Let's condense all of the code into one cell.

In [None]:
num_resamples = 10000
conf_level = 0.95

margin = (1 - conf_level) / 2

values = adelie['body_mass_g']

resamples = np.random.choice(values, size = (num_resamples, values.count()))

resample_stats = resamples.mean(axis = 1)

a = np.quantile(resample_stats, q = margin)
b = np.quantile(resample_stats, q = 1 - margin)

print('lower bound: ', a)
print('upper bound: ', b)

Let's compare this to the $t$-interval, which we've seen before.

In [None]:
from scipy.stats import t, sem

In [None]:
t.interval(confidence = 0.95, 
           df = values.count() - 1, 
           loc = values.mean(), 
           scale = sem(values))

One major advantage of the bootstrap is that we can use it for statistics even when we don't know the exact sampling distribution. For example, let's find the 95% bootstrap confidence interval for the median.

Note that the median funtion is not built into numpy arrays, but we can use the `np.median` function and specify the axis for this calculation.

In [None]:
num_resamples = 10000
conf_level = 0.95

margin = (1 - conf_level) / 2

values = adelie['body_mass_g']

resamples = np.random.choice(values, size = (num_resamples, values.count()))

resample_stats = np.median(resamples,axis = 1)

a = np.quantile(resample_stats, q = margin)
b = np.quantile(resample_stats, q = 1 - margin)

print('lower bound: ', a)
print('upper bound: ', b)

**Your Turn:** Modify the above code to find a 95% bootstrap confidence interval for the standard deviation of the flipper length.

In [None]:
# Your code here

### Bootstrap Confidence Interval for a Proportion

Now, let's see how we can create bootstrap confidence interval for a proportion.

For this, we'll work with a sample from the hotel booking demand dataset, which is described [here](https://www.sciencedirect.com/science/article/pii/S2352340918315191).

In [None]:
bookings = pd.read_csv('../data/bookings_sample.csv')

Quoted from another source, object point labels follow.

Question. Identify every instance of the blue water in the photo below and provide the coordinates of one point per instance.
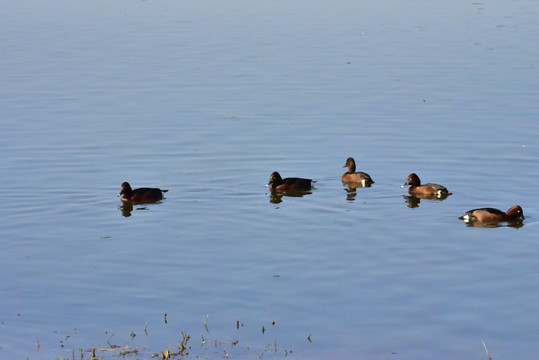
(206, 99)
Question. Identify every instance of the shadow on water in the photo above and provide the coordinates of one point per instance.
(414, 200)
(351, 189)
(276, 197)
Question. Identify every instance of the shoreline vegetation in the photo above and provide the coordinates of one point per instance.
(205, 346)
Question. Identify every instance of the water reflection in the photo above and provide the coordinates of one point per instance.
(414, 200)
(514, 224)
(276, 197)
(351, 190)
(127, 207)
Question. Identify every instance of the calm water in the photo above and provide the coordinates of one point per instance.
(206, 99)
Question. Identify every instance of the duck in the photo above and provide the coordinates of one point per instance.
(351, 176)
(425, 190)
(140, 195)
(491, 215)
(276, 182)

Specifically, let's estimate the proportion of reservations at city hotels that are canceled.

In order to quickly calculate a proportion, we can make use of the `mean` method of a numpy array. We can do this by checking that an observation is equal to a desired value and then using `mean` on the resulting array of Boolean values. (Note: in this case we do not have to check that the values are equal to 1 prior to using `mean`, but in cases where your variables are not encoded as 0/1, it would be necessary.)

First, let's see what the observed frequency of bookings that are canceled.

In [None]:
(bookings['is_canceled'] == 1).mean()

Now, we can largely reuse the code from above for our confidence interval.

In [None]:
num_resamples = 10000
conf_level = 0.95

margin = (1 - conf_level) / 2

values = bookings['is_canceled']

resamples = np.random.choice(values, size = (num_resamples, values.count()))

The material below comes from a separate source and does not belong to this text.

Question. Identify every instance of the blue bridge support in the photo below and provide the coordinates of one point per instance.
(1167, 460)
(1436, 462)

resample_stats = resamples.mean(axis = 1)

a = np.quantile(resample_stats, q = margin)
b = np.quantile(resample_stats, q = 1 - margin)

print('lower bound: ', a)
print('upper bound: ', b)

## Confidence Interval for a Difference

Sometimes, you may be interested in comparing the parameter value of two different groups. We can construct a confidence interval for the difference in parameters in a similar way as above, but we'll need to resample from each group.

For example, let's say we want to build a confidence interval for the difference in the mean body mass between adelie and chinstrap penguins.

In [None]:
import seaborn as sns
sns.boxplot(data = penguins, x = 'species', y = 'body_mass_g');

In [None]:
adelie = penguins[penguins['species'] == 'Adelie']
chinstrap = penguins[penguins['species'] == 'Chinstrap']

chinstrap_values = chinstrap['body_mass_g']
adelie_values = adelie['body_mass_g']

num_resamples = 10000
conf_level = 0.95

margin = (1 - conf_level) / 2

chinstrap_resamples = np.random.choice(chinstrap_values, size = (num_resamples, chinstrap_values.count()))
adelie_resamples = np.random.choice(adelie_values, size = (num_resamples, adelie_values.count()))

resample_stats = chinstrap_resamples.mean(axis = 1) - adelie_resamples.mean(axis = 1)

a = np.quantile(resample_stats, q = margin)
b = np.quantile(resample_stats, q = 1 - margin)

print('lower bound: ', a)
print('upper bound: ', b)

The fact that our confidence interval contains zero says that we can't immediately dismiss the possibility that adelie and chinstrap penguins have the same body mass on average.